Looking at the crash logs the relevant snippets of dom0.log seem to be:

[   7955.734205]   INFO: block tdc: sector-size: 512/512 capacity: 125829120
[  10363.803886]   WARN: vif2.0: dropped over-mtu packet: 68785 > 1500
[  10363.803905]   WARN: WARNING: CPU: 0 PID: 8940 at lib/iov_iter.c:825 page_copy_sane.part.7+0x0/0x11
[  10363.803906]   WARN: Modules linked in: tun bnx2fc(O) cnic(O) uio fcoe libfcoe libfc scsi_transport_fc openvswitch nsh nf_nat_ipv6 nf_nat_ipv4 nf_conncount nf_nat 8021q garp mrp stp llc ipt_REJECT nf_reject_ipv4 xt_tcpudp xt_multiport xt_conntrack nf_conntrack nf_defrag_ipv6 nf_defrag_ipv4 libcrc32c iptable_filter dm_multipath sunrpc nls_iso8859_1 nls_cp437 intel_powerclamp crct10dif_pclmul crc32_pclmul ghash_clmulni_intel vfat pcbc fat aesni_intel aes_x86_64 crypto_simd dm_mod cryptd glue_helper video backlight ip_tables x_tables hid_generic usbhid hid xhci_pci igc(O) nvme xhci_hcd i40e(O) nvme_core scsi_dh_rdac scsi_dh_hp_sw scsi_dh_emc scsi_dh_alua scsi_mod efivarfs ipv6 crc_ccitt
[  10363.803925]   WARN: CPU: 0 PID: 8940 Comm: handler122 Tainted: G           O      4.19.0+1 #1
[  10363.803925]   WARN: Hardware name: Simply NUC NUC24OXGv9/AHWSA, BIOS AHWSA.1.23 04/12/2024
[  10363.803926]   WARN: RIP: e030:page_copy_sane.part.7+0x0/0x11

[...]

[  10363.806328]   WARN: CR2: 00007f0dd2f68000 CR3: 000000023e91e000 CR4: 0000000000040660
[  10363.806335]  EMERG: Kernel panic - not syncing: Fatal exception in interrupt

I've not yet been able to replicate the issue, and everything else seems to be working fine, including redoing the migration that was happening during the crash.

It looks similar to the bug referred to here - very scary host reboot issue.

The running linux VM was idle, but was connected to tailscale.

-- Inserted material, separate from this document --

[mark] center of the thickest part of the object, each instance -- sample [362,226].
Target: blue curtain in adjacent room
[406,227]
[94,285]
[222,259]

Our edge device - the only thing other than the ESXi box and my macbook it would have been talking to - is running OPNSense.

bleader

Do you use wireguard on your OPNsense? We did have an issues with FreeBSD based systems and wireguard, but if I remember properly it is supposed to be fixed, still worth asking

wttw

@bleader No, the opnsense box itself doesn't have wireguard (or anything else VPN-ish) running on it. It's mostly just a NAT with the normal variety of DHCP, DNS, ... services running on it.